Sri Lanka’s festivals of culture, colour and meaning
Sri Lanka’s multicultural society celebrates a wide variety of festivals, ceremonies and events. Being a country rich in culture and history it’s often claimed that Sri Lanka has more religious festivals than any other country in the world. Being predominantly (Sinhalese) Buddhists, virtually all of Sri Lanka’s festivals and holidays follow the Buddhist lunar calendar with every full moon signalling the start of a new (lunar) month.
Sri Lankan Buddhists traditionally perform religious observances on festival days making offerings of flowers and food at their local temples. One of the island’s most important Buddhist festivals Vesāk (The Festival of Light) is celebrated by the lighting of handmade lanterns while the Esala Perahera is celebrated with enormous peraheras, or processions, with scores of fabulously caparisoned elephants accompanied by drummers and dancers. Sri Lanka’s main Tamil Hindu festivals, such as Vel Adi are also religious affairs full of ritual and colour.
Muslim and Christian festivals are more modest affairs, generally involving only people from those communities with offerings and prayers in mosques and churches. Christmas (a public holiday) is celebrated with all the traditional trappings and is eagerly anticipated by those of all religions in Sri Lanka, as a time of revelry.

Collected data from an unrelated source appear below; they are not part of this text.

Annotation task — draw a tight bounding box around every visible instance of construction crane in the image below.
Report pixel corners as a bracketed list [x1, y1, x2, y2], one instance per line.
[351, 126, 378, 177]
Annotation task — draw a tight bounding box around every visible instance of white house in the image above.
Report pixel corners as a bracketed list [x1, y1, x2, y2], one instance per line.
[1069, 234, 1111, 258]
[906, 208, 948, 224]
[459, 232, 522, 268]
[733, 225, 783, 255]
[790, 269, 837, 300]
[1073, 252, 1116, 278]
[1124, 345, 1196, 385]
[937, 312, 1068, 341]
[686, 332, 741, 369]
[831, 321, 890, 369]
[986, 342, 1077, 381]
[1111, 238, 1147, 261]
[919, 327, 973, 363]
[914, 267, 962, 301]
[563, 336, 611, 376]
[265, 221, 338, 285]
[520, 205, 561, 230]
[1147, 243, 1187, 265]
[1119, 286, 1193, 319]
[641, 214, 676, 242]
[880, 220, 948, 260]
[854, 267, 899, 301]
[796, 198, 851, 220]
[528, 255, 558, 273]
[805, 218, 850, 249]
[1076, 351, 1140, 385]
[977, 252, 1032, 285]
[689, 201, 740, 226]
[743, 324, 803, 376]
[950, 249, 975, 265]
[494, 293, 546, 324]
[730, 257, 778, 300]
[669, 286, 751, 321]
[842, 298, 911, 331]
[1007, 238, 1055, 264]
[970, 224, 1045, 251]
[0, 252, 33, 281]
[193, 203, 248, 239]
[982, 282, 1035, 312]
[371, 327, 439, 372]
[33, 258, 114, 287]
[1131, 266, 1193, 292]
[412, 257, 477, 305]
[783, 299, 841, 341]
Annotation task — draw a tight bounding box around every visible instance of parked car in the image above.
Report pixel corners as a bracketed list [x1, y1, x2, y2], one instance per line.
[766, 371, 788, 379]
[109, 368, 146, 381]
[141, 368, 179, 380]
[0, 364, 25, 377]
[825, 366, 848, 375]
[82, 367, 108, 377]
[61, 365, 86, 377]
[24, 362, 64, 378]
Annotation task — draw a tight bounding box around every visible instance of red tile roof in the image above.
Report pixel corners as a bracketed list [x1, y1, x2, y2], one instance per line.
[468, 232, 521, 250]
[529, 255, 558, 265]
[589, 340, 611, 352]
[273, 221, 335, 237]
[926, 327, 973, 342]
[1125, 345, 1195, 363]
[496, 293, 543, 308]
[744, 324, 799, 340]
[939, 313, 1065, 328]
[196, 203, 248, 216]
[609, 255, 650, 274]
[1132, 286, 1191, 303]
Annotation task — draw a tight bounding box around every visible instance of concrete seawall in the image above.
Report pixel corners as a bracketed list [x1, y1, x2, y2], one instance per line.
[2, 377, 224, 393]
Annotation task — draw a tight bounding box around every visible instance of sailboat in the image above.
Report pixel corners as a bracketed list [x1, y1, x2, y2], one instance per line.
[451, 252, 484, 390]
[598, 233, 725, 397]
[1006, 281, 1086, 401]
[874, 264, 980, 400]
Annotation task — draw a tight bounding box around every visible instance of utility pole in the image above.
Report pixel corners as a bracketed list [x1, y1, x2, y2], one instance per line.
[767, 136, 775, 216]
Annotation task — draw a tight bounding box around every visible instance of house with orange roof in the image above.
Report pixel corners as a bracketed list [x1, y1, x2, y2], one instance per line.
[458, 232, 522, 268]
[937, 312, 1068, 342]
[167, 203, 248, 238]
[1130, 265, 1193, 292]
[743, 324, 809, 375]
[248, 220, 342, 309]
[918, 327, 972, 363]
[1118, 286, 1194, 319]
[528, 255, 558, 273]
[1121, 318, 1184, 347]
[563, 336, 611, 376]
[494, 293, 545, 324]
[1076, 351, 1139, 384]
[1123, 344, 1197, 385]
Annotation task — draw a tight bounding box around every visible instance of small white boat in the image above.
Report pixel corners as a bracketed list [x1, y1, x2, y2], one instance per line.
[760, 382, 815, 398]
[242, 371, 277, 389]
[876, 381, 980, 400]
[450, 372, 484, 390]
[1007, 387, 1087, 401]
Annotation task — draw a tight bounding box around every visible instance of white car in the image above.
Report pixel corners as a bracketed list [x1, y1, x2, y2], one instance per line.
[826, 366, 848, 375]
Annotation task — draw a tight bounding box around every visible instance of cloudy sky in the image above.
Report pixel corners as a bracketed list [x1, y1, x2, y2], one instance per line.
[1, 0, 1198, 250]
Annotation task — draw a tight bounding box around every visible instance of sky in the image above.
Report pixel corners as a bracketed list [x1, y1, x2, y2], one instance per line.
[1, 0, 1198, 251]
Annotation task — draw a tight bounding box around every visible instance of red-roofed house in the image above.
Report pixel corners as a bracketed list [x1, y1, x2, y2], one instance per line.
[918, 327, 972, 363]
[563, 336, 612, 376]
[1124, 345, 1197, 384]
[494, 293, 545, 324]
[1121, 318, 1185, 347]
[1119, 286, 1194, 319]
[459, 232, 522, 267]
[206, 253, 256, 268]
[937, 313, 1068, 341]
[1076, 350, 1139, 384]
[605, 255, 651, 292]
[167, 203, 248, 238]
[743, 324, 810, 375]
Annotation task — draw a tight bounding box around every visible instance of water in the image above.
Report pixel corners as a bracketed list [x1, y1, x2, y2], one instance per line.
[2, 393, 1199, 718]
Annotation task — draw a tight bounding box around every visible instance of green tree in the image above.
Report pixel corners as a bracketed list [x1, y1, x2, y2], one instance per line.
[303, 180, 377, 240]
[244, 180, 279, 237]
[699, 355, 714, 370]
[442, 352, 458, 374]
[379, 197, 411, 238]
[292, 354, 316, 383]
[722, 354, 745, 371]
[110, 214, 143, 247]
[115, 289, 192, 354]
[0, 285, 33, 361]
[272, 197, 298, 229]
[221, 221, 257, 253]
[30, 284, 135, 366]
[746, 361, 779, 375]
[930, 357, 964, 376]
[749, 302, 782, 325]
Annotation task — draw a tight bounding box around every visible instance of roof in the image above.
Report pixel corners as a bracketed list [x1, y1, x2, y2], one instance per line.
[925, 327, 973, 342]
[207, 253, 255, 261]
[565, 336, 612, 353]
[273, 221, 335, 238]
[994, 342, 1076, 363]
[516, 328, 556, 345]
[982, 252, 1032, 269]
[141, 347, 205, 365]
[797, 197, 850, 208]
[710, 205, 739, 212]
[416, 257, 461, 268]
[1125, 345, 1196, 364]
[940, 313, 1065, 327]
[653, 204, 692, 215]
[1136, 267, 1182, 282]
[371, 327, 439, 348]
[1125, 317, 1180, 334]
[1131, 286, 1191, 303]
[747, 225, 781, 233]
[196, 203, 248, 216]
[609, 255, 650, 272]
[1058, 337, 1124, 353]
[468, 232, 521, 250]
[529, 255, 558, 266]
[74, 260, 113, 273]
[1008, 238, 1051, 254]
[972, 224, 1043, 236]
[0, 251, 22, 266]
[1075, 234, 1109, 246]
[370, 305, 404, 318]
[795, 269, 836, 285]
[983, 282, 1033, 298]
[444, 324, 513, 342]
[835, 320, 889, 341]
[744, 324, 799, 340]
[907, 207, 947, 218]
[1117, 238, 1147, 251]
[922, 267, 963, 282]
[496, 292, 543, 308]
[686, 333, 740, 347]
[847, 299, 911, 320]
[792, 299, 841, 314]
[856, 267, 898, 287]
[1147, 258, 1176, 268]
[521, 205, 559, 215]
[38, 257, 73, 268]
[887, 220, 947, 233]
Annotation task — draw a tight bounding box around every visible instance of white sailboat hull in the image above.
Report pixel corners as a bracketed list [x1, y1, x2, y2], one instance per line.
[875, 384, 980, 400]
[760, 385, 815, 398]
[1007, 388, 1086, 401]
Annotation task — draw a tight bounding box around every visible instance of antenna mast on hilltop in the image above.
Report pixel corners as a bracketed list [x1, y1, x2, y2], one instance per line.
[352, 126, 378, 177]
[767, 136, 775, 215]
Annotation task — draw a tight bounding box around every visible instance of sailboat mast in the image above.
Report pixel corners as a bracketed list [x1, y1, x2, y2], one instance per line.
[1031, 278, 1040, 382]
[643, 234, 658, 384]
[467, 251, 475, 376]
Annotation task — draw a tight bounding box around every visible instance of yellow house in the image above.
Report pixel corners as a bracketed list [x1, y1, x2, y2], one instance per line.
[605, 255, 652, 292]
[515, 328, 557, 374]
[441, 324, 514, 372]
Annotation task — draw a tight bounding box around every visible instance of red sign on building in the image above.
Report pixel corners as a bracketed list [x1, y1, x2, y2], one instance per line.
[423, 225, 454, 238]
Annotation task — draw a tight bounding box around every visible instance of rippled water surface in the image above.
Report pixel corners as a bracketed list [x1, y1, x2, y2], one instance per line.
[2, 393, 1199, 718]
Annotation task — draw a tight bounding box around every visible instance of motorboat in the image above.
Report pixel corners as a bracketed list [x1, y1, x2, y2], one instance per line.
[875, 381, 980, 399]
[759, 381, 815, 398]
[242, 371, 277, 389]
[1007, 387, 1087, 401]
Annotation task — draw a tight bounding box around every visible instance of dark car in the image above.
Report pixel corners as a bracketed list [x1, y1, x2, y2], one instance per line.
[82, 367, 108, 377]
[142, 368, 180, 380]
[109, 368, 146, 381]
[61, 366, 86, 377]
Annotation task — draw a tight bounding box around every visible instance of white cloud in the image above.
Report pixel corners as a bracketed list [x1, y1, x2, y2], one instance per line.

Full moon days are public holidays
As for Buddhists globally, Sri Lanka’s Buddhist festivals revolve around poya days; the full moon days within their corresponding lunar months. Poya days are official Sri Lankan public holidays and have special religious significance. The Buddha urged his disciples to undertake special spiritual practices on each poya day, and according to traditional belief, he himself was born, attained enlightenment and died on the poya day in the lunar month of Vesāk, i.e. Vesāk poya.
Cross cultural Traditional New Year festival
For both the Sinhalese and the Tamils, the traditional New Year or Aluth Avurudu (Sinhalese) and Puththandu (Tamil) is April 13th or 14th, the precise day and time determined by astrologers according to the lunar calendar. Where the Tamil New Year is confined to the first day, the Sinhalese festival continues for a whole week and coincides with the end of the harvest season and the beginning of the new season. People enjoy the first day of the New Year by cleaning their homes, buying new clothes, and eating a special meal together with family members.
The time between the old year and the beginning of the new year is called the nona gathe (neutral period) when people are advised to refrain from all types of work and engage solely in religious activities. Traditional New Year is a time for celebration marked by the beating of rabana (drums) mostly by women.